Entretanto, o salmista vê mais longe que isso. Sua visão não é a de quem olha a vida encerrar em um velório, mas de alguém que, de uma posição superior, além da vida, a vê depois da morte. Surpreendentemente – para o contexto do Antigo Testamento, segundo o conceito da revelação progressiva –, o salmista tem conceitos muito definidos da vida eterna e do modo pelo qual o homem pode ter acesso a ela (v.15): “Deus, porém, livrará a minha alma das mãos da morte, pois me tomará para si” (’ak-’elohîm yifdeh nafshî miyyad-she’ôl kî yiqqahenî). Davi também usou, com os mesmos termos, a ideia de ter liberta “a sua alma da morte” (Sl 16.10). No seu contexto – do Salmo 16 –, isso significava ser protegido da morte que intentavam os inimigos. Mas, no Salmo 49, o contexto aponta para a inevitabilidade da morte. Aqui, o significado do v.15 não é que Deus impede o servo de morrer, mas que, quando ele morre, Deus não deixa seu servo sob os horrendos efeitos da morte, nem, tampouco, que se perca dele. O Senhor o livra da morte e o recebe para si.
O Novo Testamento, como porção final do que Deus revelou e, por isso mesmo, portador de pontos específicos e aprofundados da doutrina bíblica, concorda em todos os sentidos com o escritor do salmo. Jesus também disse que as riquezas são transitórias diante do poder da morte, de modo que chamou de “louco” aquele que coloca nos bens a sua alegria e não busca a verdadeira riqueza do relacionamento com Deus (Lc 12.19-21 cf. Mt 16.26). Na verdade, Jesus frisou a total incapacidade do homem perante a morte, dizendo: “Qual de vós, por ansioso que esteja, pode acrescentar um côvado ao curso da sua vida?” (Lc 12.25).
Mas a Bíblia não se ocupa apenas dos efeitos físicos da morte e, assim como o próprio autor do Salmo 49, olha para a morte sob um prisma mais amplo e se preocupa com o modo de reverter os seus efeitos espirituais, ou seja, a separação de Deus. Paulo escreveu aos romanos que “o salário do pecado é a morte” (Rm 6.23a). Imediatamente, completa: “Mas o dom gratuito de Deus é a vida eterna em Cristo Jesus, nosso Senhor” (Rm 6.23b).

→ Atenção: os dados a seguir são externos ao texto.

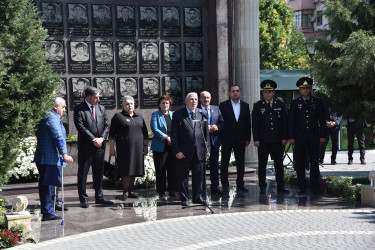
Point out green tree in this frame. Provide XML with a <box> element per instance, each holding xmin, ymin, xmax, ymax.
<box><xmin>0</xmin><ymin>0</ymin><xmax>59</xmax><ymax>185</ymax></box>
<box><xmin>311</xmin><ymin>0</ymin><xmax>375</xmax><ymax>122</ymax></box>
<box><xmin>259</xmin><ymin>0</ymin><xmax>309</xmax><ymax>70</ymax></box>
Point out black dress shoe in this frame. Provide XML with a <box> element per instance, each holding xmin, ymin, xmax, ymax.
<box><xmin>361</xmin><ymin>160</ymin><xmax>366</xmax><ymax>165</ymax></box>
<box><xmin>55</xmin><ymin>202</ymin><xmax>69</xmax><ymax>211</ymax></box>
<box><xmin>181</xmin><ymin>201</ymin><xmax>189</xmax><ymax>206</ymax></box>
<box><xmin>80</xmin><ymin>201</ymin><xmax>89</xmax><ymax>208</ymax></box>
<box><xmin>211</xmin><ymin>188</ymin><xmax>225</xmax><ymax>195</ymax></box>
<box><xmin>277</xmin><ymin>187</ymin><xmax>290</xmax><ymax>193</ymax></box>
<box><xmin>348</xmin><ymin>160</ymin><xmax>353</xmax><ymax>165</ymax></box>
<box><xmin>95</xmin><ymin>198</ymin><xmax>114</xmax><ymax>205</ymax></box>
<box><xmin>42</xmin><ymin>213</ymin><xmax>62</xmax><ymax>221</ymax></box>
<box><xmin>237</xmin><ymin>185</ymin><xmax>249</xmax><ymax>192</ymax></box>
<box><xmin>331</xmin><ymin>160</ymin><xmax>337</xmax><ymax>165</ymax></box>
<box><xmin>121</xmin><ymin>193</ymin><xmax>128</xmax><ymax>201</ymax></box>
<box><xmin>128</xmin><ymin>193</ymin><xmax>139</xmax><ymax>198</ymax></box>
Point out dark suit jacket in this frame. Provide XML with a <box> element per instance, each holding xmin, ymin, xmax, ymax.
<box><xmin>117</xmin><ymin>18</ymin><xmax>135</xmax><ymax>27</ymax></box>
<box><xmin>219</xmin><ymin>99</ymin><xmax>251</xmax><ymax>144</ymax></box>
<box><xmin>171</xmin><ymin>107</ymin><xmax>210</xmax><ymax>161</ymax></box>
<box><xmin>74</xmin><ymin>102</ymin><xmax>109</xmax><ymax>151</ymax></box>
<box><xmin>201</xmin><ymin>105</ymin><xmax>224</xmax><ymax>149</ymax></box>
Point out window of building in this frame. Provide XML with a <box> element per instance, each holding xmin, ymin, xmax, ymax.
<box><xmin>316</xmin><ymin>11</ymin><xmax>323</xmax><ymax>26</ymax></box>
<box><xmin>294</xmin><ymin>10</ymin><xmax>313</xmax><ymax>28</ymax></box>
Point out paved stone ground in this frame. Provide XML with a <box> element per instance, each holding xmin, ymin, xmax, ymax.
<box><xmin>6</xmin><ymin>149</ymin><xmax>375</xmax><ymax>249</ymax></box>
<box><xmin>11</xmin><ymin>210</ymin><xmax>375</xmax><ymax>250</ymax></box>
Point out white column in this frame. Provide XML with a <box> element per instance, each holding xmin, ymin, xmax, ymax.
<box><xmin>234</xmin><ymin>0</ymin><xmax>260</xmax><ymax>167</ymax></box>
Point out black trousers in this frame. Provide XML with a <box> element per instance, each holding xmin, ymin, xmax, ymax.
<box><xmin>77</xmin><ymin>146</ymin><xmax>105</xmax><ymax>203</ymax></box>
<box><xmin>177</xmin><ymin>149</ymin><xmax>206</xmax><ymax>203</ymax></box>
<box><xmin>209</xmin><ymin>145</ymin><xmax>220</xmax><ymax>190</ymax></box>
<box><xmin>319</xmin><ymin>127</ymin><xmax>339</xmax><ymax>162</ymax></box>
<box><xmin>257</xmin><ymin>143</ymin><xmax>284</xmax><ymax>189</ymax></box>
<box><xmin>152</xmin><ymin>145</ymin><xmax>178</xmax><ymax>194</ymax></box>
<box><xmin>220</xmin><ymin>141</ymin><xmax>245</xmax><ymax>188</ymax></box>
<box><xmin>347</xmin><ymin>124</ymin><xmax>365</xmax><ymax>160</ymax></box>
<box><xmin>293</xmin><ymin>140</ymin><xmax>320</xmax><ymax>190</ymax></box>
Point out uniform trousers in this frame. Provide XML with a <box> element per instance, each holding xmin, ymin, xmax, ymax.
<box><xmin>293</xmin><ymin>139</ymin><xmax>320</xmax><ymax>190</ymax></box>
<box><xmin>257</xmin><ymin>143</ymin><xmax>284</xmax><ymax>189</ymax></box>
<box><xmin>177</xmin><ymin>148</ymin><xmax>206</xmax><ymax>203</ymax></box>
<box><xmin>319</xmin><ymin>127</ymin><xmax>339</xmax><ymax>162</ymax></box>
<box><xmin>347</xmin><ymin>124</ymin><xmax>365</xmax><ymax>160</ymax></box>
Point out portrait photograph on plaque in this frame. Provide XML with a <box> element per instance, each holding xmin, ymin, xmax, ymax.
<box><xmin>163</xmin><ymin>76</ymin><xmax>183</xmax><ymax>105</ymax></box>
<box><xmin>55</xmin><ymin>78</ymin><xmax>67</xmax><ymax>99</ymax></box>
<box><xmin>69</xmin><ymin>77</ymin><xmax>91</xmax><ymax>110</ymax></box>
<box><xmin>140</xmin><ymin>42</ymin><xmax>159</xmax><ymax>72</ymax></box>
<box><xmin>92</xmin><ymin>4</ymin><xmax>112</xmax><ymax>36</ymax></box>
<box><xmin>184</xmin><ymin>7</ymin><xmax>202</xmax><ymax>37</ymax></box>
<box><xmin>162</xmin><ymin>42</ymin><xmax>181</xmax><ymax>72</ymax></box>
<box><xmin>185</xmin><ymin>76</ymin><xmax>203</xmax><ymax>96</ymax></box>
<box><xmin>45</xmin><ymin>41</ymin><xmax>65</xmax><ymax>73</ymax></box>
<box><xmin>68</xmin><ymin>3</ymin><xmax>89</xmax><ymax>36</ymax></box>
<box><xmin>140</xmin><ymin>77</ymin><xmax>161</xmax><ymax>108</ymax></box>
<box><xmin>93</xmin><ymin>41</ymin><xmax>114</xmax><ymax>74</ymax></box>
<box><xmin>69</xmin><ymin>41</ymin><xmax>90</xmax><ymax>73</ymax></box>
<box><xmin>116</xmin><ymin>6</ymin><xmax>135</xmax><ymax>37</ymax></box>
<box><xmin>139</xmin><ymin>6</ymin><xmax>158</xmax><ymax>37</ymax></box>
<box><xmin>185</xmin><ymin>42</ymin><xmax>203</xmax><ymax>71</ymax></box>
<box><xmin>118</xmin><ymin>77</ymin><xmax>138</xmax><ymax>108</ymax></box>
<box><xmin>94</xmin><ymin>77</ymin><xmax>115</xmax><ymax>109</ymax></box>
<box><xmin>161</xmin><ymin>7</ymin><xmax>180</xmax><ymax>36</ymax></box>
<box><xmin>117</xmin><ymin>41</ymin><xmax>137</xmax><ymax>73</ymax></box>
<box><xmin>41</xmin><ymin>2</ymin><xmax>63</xmax><ymax>35</ymax></box>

Dizendo isso, ele tanto demonstra estarem na morte as consequências eternas do pecado, como estar em Jesus a fonte da vida.
Se o salmista afirmou que o homem não pode promover o livramento dos efeitos da morte e, também, que tinha a esperança de ver Deus atuando como redentor, temos no Novo Testamento o perfeito paralelo. Paulo escreveu que “o homem não é justificado pelas obras da lei” (Gl 2.16a), mas que, por outro lado, é justificado “mediante a fé em Jesus Cristo” (Gl 2.16b). Jesus, como Deus que é, cumpre a esperança do salmista de redimir a alma do servo para que não permaneça na morte, segundo diz: “Tal como o Filho do Homem, que não veio para ser servido, mas para servir e dar a sua vida em resgate por muitos” (Mt 20.28). Para alegria do salmista – e de todos os que creem em Jesus como seu Deus e salvador –, o resultado final de tal obra é que viveremos para sempre na presença de Deus, sem sofrer os danos e a condenação contidos na morte: “Em verdade, em verdade vos digo: se alguém guardar a minha palavra, não verá a morte, eternamente” (Jo 8.51).
O efeito que essa verdade teve sobre o escritor do salmo é que ele mantinha a tranquilidade nas provações e aguardava com esperança a redenção completa da sua alma na vida eterna. E nós, temos tido essa mesma esperança? Temos lançado as nossas preocupações na conta da certeza da redenção divina? Ou, à semelhança da minha cansativa jornada noturna, temos carregado um fardo por quilômetros e mais quilômetros sem fim?